Agile and Security – Finding the Right Balance

By | September 16, 2018
In today’s fast paced world, one of the major challenge for software development is frequent changing user requirements. Many organisations have moved from older Waterfall model of software development to Agile software model of software development and many others are adapting to it. As part of this transition, security has often been left behind. Agile is characterised by frequent changes or releases and the older security processes like security planning/design at the beginning and security testings like penetration testing at the end may have worked with Waterfall model, but these does not work with Agile. Security has to be baked into each step of SDLC process for it to work effectively in Agile environment.

I would like to highlight some security challenges in Agile development methodology and some ways to build security into Agile development.

Challenges in incorporating security into Agile development

Some major challenges which has resulted in the security gaps are

  1. Security is seen as a Non Functional requirement(NFR). NFRs are hard to pin down in user stories which is a main feature of the Agile methodology. So security requirements does not make its way to real development effort.
  2. Agile is characterised by frequent changes and releases across different small teams with no definition of complete application. Its hard to review/test applications that have never finished. Security team does not have time to review and test each change which happens frequently.
  3. Lack of Agile ready security tools and processes. Older security processes and tools were not designed with agile methodology in mind and does not always work well here.

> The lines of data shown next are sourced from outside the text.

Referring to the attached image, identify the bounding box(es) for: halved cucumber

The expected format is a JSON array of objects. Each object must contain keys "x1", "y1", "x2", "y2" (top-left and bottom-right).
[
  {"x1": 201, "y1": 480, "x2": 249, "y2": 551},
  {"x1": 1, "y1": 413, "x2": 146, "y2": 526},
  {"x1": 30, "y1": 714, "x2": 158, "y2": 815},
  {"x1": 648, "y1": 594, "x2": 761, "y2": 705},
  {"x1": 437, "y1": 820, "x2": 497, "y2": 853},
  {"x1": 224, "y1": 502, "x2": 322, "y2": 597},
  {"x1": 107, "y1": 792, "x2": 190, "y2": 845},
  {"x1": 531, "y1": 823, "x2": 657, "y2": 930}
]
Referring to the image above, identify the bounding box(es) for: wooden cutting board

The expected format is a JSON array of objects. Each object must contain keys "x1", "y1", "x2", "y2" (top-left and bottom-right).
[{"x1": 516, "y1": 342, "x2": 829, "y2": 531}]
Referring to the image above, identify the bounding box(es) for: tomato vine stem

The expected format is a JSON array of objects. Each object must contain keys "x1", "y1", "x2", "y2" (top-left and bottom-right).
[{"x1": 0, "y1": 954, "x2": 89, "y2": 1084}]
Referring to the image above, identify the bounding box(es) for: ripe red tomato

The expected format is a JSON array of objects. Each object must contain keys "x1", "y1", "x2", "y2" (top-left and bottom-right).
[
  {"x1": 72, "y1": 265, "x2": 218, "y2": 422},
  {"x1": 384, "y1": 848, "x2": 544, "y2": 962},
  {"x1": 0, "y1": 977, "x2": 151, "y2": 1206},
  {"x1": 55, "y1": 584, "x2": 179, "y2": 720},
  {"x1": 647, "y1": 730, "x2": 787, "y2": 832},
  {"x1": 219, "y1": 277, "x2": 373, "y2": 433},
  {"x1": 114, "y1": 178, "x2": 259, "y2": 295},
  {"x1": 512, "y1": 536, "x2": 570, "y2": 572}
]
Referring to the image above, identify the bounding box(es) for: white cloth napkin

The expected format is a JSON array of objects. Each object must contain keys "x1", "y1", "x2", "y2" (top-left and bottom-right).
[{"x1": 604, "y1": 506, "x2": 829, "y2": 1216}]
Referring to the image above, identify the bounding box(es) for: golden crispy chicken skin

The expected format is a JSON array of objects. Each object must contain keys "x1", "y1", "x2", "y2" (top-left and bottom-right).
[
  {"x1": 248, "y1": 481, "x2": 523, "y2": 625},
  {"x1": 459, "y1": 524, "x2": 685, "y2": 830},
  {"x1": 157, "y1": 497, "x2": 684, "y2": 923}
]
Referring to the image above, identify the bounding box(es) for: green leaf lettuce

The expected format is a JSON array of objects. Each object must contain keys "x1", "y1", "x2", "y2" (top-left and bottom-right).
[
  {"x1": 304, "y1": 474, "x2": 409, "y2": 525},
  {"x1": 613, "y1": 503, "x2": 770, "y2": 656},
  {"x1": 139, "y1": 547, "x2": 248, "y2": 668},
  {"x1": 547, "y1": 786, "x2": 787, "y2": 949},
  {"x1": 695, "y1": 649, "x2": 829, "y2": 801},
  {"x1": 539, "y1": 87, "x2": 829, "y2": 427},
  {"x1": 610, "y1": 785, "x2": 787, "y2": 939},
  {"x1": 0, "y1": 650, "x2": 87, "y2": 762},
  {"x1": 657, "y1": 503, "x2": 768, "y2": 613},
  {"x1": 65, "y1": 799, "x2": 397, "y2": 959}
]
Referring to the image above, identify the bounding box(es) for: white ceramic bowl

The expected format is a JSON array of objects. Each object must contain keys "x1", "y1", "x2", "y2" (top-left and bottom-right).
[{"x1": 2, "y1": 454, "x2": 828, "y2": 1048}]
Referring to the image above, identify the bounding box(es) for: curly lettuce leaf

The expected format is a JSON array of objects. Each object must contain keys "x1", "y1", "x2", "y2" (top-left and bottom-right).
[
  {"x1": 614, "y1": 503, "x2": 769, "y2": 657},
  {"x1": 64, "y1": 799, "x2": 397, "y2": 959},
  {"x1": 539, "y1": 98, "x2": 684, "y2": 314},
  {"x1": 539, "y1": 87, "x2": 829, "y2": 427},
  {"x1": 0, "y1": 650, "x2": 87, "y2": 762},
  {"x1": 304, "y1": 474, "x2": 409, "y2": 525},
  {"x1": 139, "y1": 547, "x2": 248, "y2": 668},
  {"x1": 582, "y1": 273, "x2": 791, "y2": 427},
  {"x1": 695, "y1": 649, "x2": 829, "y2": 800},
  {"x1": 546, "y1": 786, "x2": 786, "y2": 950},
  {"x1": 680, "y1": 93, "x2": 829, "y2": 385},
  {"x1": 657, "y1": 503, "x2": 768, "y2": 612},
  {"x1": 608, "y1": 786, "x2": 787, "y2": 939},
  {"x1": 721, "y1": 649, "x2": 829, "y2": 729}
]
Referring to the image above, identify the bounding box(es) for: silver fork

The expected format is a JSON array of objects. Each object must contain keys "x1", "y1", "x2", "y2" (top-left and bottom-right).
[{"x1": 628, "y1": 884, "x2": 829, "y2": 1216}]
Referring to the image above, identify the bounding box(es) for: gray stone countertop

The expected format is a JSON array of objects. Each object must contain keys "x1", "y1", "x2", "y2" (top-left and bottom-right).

Creating a Secure SDLC process in an Agile organization

For security to work well with Agile, it has to be baked into SDLC process. With some efforts, this is achievable. Below are some thoughts (not exhaustive), that can be used to bridge the security gap in Agile applications.

  1. Build security in through user stories. Security requirements should be clearly defined and application security risk and activities should make its way into backlog, making them explicit so that security can be managed, planned, estimated like other things in agile. These can be thought as ‘Attacker’ or ‘Security’ stories. An example can be like “As a hacker, I can send bad data in URLs, so I can access data and functions for which I’m not authorized.” OWASP  provides few more examples for security stories.
  2. Put development in charge of Secure Development. I think this is the most important step as I have seen even senior developers missing secure development practices. Developers are not to be blamed for this since they were never provided any training on security. No one wants to be a developer whose code has resulted in a security breach, so developers would take good interest is learning if opportunity is provided. Developers should be provided proper security trainings and tools for assistance. Guidelines should be provided for secure development, reviews and testings.
  3. Integrate Security in Continuous Integration (CI) process. The key idea is to automate what you can. SAST (Static Application Security Testing) and DAST (Dynamic Application Security Testing) tools should be used in CI process. Its important to identify and fix a vulnerability in early phase of development.
  4. Security gate should be established and security bugs should be given equal importance as any other functional requirement bugs.

Agile process provides development teams an effective way to keep up with ever changing market and user needs. At first glance, it might appear Agile and security requirements or process do not complement and cannot go well together, but with some effort, clear guidelines and adopting right process and tools, an organization can have a right balance and secure development with Agile.